The CESC patients were classified into two subtypes, and the high classifier-score patients with significant differences in ECM-receptor interaction, PI3K-Akt signaling pathway, and MAPK signaling pathway showed a poorer prognosis in OS (p < 0.001), DFI (p = 0.016), PFI (p < 0.001) and DSS (p < 0.001), and with high the M0 Macrophage and resting Mast cells infiltration and low HLA family gene expression. Moreover, the constructed classifier owns a high identified accuracy in the tumor/normal groups (AUC: 0.993), the tumor/CIN1-CIN3 groups (AUC: 0.963), and normal/CIN1-CIN3 groups (AUC: 0.962), and the total prediction performance is better than currently published signatures in CESC (C-index: 0,763). The combined prediction performance further indicated that Nomogram (AUC = 0.837) is superior to the classifier (AUC = 0.835) and Stage (AUC = 0.568), and the C-index of calibration curves is 0.784. The potential biological function of classifier genes indicated that silencing GALNT2 inhibited the cancer cell's proliferation, migration, and colony formation; Conversely, the cancer cell's proliferation, migration, and colony formation were increased after the upregulation of GALNT2. The Epithelial-Mesenchymal Transition Experiment showed that GALNT2 knockdown might reduce the levels of Snail and Vimentin proteins and increase E-cadherin; Conversely, the levels of Snail and Vimentin proteins were increased, E-cadherin was reduced by GALNT2 upregulation.
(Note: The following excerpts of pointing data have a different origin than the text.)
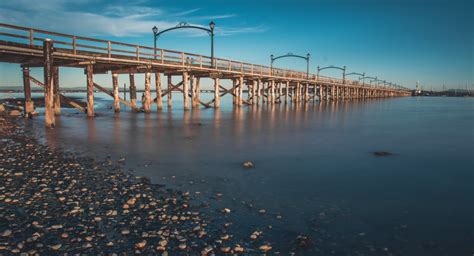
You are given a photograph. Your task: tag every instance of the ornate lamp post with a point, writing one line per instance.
(273, 58)
(182, 25)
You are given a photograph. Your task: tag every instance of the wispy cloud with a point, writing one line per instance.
(127, 18)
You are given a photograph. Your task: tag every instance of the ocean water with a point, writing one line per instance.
(314, 174)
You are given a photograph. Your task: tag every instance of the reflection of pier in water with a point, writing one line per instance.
(264, 85)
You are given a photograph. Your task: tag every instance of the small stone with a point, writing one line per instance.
(15, 113)
(131, 202)
(163, 243)
(182, 246)
(140, 245)
(265, 248)
(6, 233)
(238, 249)
(56, 247)
(247, 164)
(206, 250)
(57, 226)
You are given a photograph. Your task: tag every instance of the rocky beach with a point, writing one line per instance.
(53, 202)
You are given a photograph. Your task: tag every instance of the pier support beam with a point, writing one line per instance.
(186, 90)
(28, 104)
(192, 86)
(198, 90)
(216, 93)
(241, 88)
(90, 91)
(57, 99)
(320, 93)
(306, 93)
(159, 100)
(146, 103)
(259, 90)
(170, 93)
(133, 91)
(234, 91)
(48, 83)
(116, 93)
(254, 91)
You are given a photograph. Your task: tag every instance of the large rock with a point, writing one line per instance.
(15, 113)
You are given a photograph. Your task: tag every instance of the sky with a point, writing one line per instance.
(401, 41)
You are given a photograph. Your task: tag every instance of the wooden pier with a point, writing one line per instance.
(49, 50)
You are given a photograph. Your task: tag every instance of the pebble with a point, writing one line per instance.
(6, 233)
(182, 246)
(140, 245)
(265, 248)
(248, 164)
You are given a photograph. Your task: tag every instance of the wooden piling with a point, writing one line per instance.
(234, 91)
(90, 91)
(306, 93)
(146, 103)
(193, 91)
(241, 88)
(116, 92)
(170, 93)
(254, 91)
(216, 93)
(56, 96)
(320, 93)
(259, 90)
(28, 107)
(159, 98)
(133, 91)
(185, 90)
(48, 83)
(198, 90)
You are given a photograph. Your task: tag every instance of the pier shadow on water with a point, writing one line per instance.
(314, 173)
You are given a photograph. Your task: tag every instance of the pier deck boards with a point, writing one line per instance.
(28, 47)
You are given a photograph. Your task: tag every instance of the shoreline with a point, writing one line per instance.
(52, 202)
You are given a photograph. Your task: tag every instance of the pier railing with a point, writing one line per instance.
(79, 45)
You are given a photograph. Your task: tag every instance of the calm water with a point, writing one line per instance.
(314, 168)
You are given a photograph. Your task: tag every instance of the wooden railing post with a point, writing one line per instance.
(28, 106)
(90, 90)
(48, 83)
(109, 49)
(32, 39)
(74, 50)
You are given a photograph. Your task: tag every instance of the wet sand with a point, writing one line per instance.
(53, 202)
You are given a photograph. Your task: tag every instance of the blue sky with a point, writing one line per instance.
(400, 41)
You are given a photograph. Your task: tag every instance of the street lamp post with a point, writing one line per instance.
(181, 25)
(273, 58)
(155, 32)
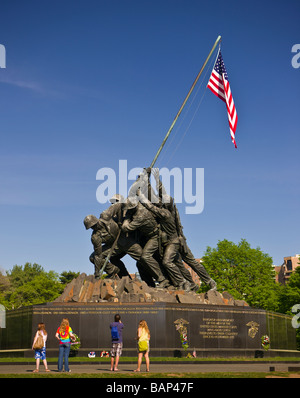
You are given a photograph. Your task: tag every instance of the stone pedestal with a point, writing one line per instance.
(212, 330)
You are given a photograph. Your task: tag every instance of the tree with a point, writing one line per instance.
(31, 284)
(67, 276)
(244, 272)
(290, 293)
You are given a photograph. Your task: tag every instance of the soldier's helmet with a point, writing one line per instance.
(131, 203)
(90, 221)
(117, 198)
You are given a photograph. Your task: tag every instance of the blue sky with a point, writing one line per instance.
(89, 83)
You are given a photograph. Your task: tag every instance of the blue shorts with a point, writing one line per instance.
(40, 354)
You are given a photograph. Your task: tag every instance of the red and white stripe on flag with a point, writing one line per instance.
(218, 83)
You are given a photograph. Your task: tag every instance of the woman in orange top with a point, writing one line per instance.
(64, 334)
(143, 335)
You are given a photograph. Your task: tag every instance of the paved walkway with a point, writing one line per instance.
(156, 368)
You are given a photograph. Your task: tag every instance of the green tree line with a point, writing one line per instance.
(31, 284)
(244, 272)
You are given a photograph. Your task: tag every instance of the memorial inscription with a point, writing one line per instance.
(215, 328)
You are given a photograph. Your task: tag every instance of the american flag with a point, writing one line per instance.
(218, 83)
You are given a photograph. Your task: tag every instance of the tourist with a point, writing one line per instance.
(40, 353)
(64, 335)
(116, 328)
(143, 337)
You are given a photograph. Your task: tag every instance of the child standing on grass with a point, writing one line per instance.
(40, 354)
(143, 336)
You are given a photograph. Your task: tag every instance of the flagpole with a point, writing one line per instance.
(184, 102)
(165, 139)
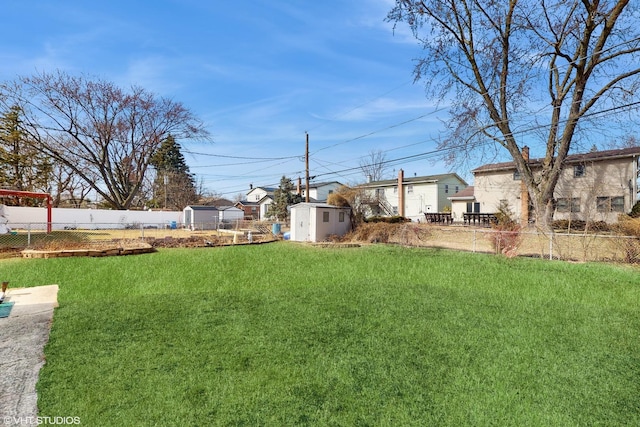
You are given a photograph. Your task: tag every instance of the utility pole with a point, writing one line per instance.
(306, 157)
The classifier we constructed may help improve our understanding of subtype characteristics and provide a new strategy for developing CESC therapeutics. Remarkably, GALNT2 may be an option to directly target drivers in CESC cancer therapy.
宫颈癌(CESC)治疗的疗效因高度的分子异质性而受阻。因此,仍主要在探索分子亚特征以实现CESC患者治疗的个性化。
从TCGA和GEO数据库中获取了包含741例CESC患者的数据集。利用非负矩阵分解(NMF)算法、随机森林算法和多变量Cox分析构建用于定义分子亚特征的分类器。然后,探索了分子亚型中的生物学特征、基因组变异、预后和免疫格局。通过定量实时聚合酶链反应(qRT-PCR)、细胞转染、细胞集落形成试验、伤口愈合试验、细胞增殖试验和蛋白质免疫印迹法验证了分类器基因的重要性。
CESC患者被分为两个亚型,分类器评分高的患者在细胞外基质受体相互作用、PI3K-Akt信号通路和MAPK信号通路方面存在显著差异,其总生存期(OS,p < 0.001)、无病生存期(DFI,p = 0.016)、无进展生存期(PFI,p < 0.001)和疾病特异性生存期(DSS,p < 0.001)预后较差,且M0巨噬细胞和静止肥大细胞浸润高,HLA家族基因表达低。此外,构建的分类器在肿瘤/正常组(曲线下面积[AUC]:0.993)、肿瘤/CIN1-CIN3组(AUC:0.963)和正常/CIN1-CIN3组(AUC:0.962)中具有较高的识别准确率,总体预测性能优于目前发表的CESC特征(C指数:0.763)。联合预测性能进一步表明,列线图(AUC = 0.837)优于分类器(AUC = 0.835)和分期(AUC = 0.568),校准曲线的C指数为0.784。分类器基因的潜在生物学功能表明,沉默GALNT2可抑制癌细胞的增殖、迁移和集落形成;相反,上调GALNT2后癌细胞的增殖、迁移和集落形成增加。上皮-间质转化实验表明,敲低GALNT2可能会降低Snail和波形蛋白的蛋白水平并增加E-钙黏蛋白;相反,上调GALNT2会增加Snail和波形蛋白的蛋白水平,降低E-钙黏蛋白。
我们构建的分类器可能有助于提高我们对亚型特征的理解,并为开发CESC治疗方法提供新策略。值得注意的是,GALNT2可能是CESC癌症治疗中直接靶向驱动因素的一个选择。